The old ones had the wrong look, they were in the wrong place, and they were too good to toss.
Synopsis: Every remodeling contractor Kristina Garrels and Scott Anderson met with wanted to gut their kitchen and start from scratch. Then they talked with Dan Meyers, who appreciated their need as parents of young children not to lose their kitchen for any amount of time. Meyers refined their initial design, evaluated their existing cabinets, and figured out how to reconfigure some of them to work in a new arrangement. He refaced them with vertical-grain Douglas-fir veneer, and then fitted old and new cabinets with fir doors and drawer fronts. During the entire job, there was never a day when the clients did not have a sink, stove, and refrigerator.
Kristina Garrels and Scott Anderson had a clear idea of what they wanted in their revamped kitchen, but they were finding it surprisingly hard to get somebody to build it. The hiccup was the cabinets. They weren’t very old. They were well built, and Kristina and Scott wanted to repurpose them with new doors and drawer fronts. But every contractor they met with wanted to gut the kitchen, throw out the cabinets, and start from scratch.
In addition to going counter to their recycling sensibility, gutting the kitchen would put it out of service. And as parents of two young children, they knew that losing the kitchen for any amount of time would be a big headache. Enter Dan Meyers.
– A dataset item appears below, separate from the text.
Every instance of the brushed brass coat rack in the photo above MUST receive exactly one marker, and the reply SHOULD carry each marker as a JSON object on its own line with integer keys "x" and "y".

Meyers runs a woodworking shop on the outskirts of Olympia, Wash., and he shares Kristina and Scott’s reuse approach. Meyers refined their initial design, evaluated the existing cabinets, and figured out how to reconfigure some of them to work in a new arrangement.
Problem: Inefficient use of the dining space
Solution: An island provides room for a trash/recycle bin, the microwave, utensil drawers, sit-down dining for four, and homework activities.
Keeping the kitchen functional during its makeover was imperative. To that end, not moving the sink and dishwasher solved part of the problem. Installing a new stove before decommissioning the cooktop and wall oven solved another. And coordinating subcontractors with the installation of the new sink and countertop had operation restored by dinnertime. During the entire job, there was never a day when the clients did not have a sink, stove, and refrigerator.
Problem: Dark finishes and out-of-place cabinet detailing in a Craftsman house
Solution: The existing cabinets were refaced with vertical-grain Douglas-fir veneer to match details in adjacent rooms, and new and old cabinets were fitted with fir doors and drawer fronts.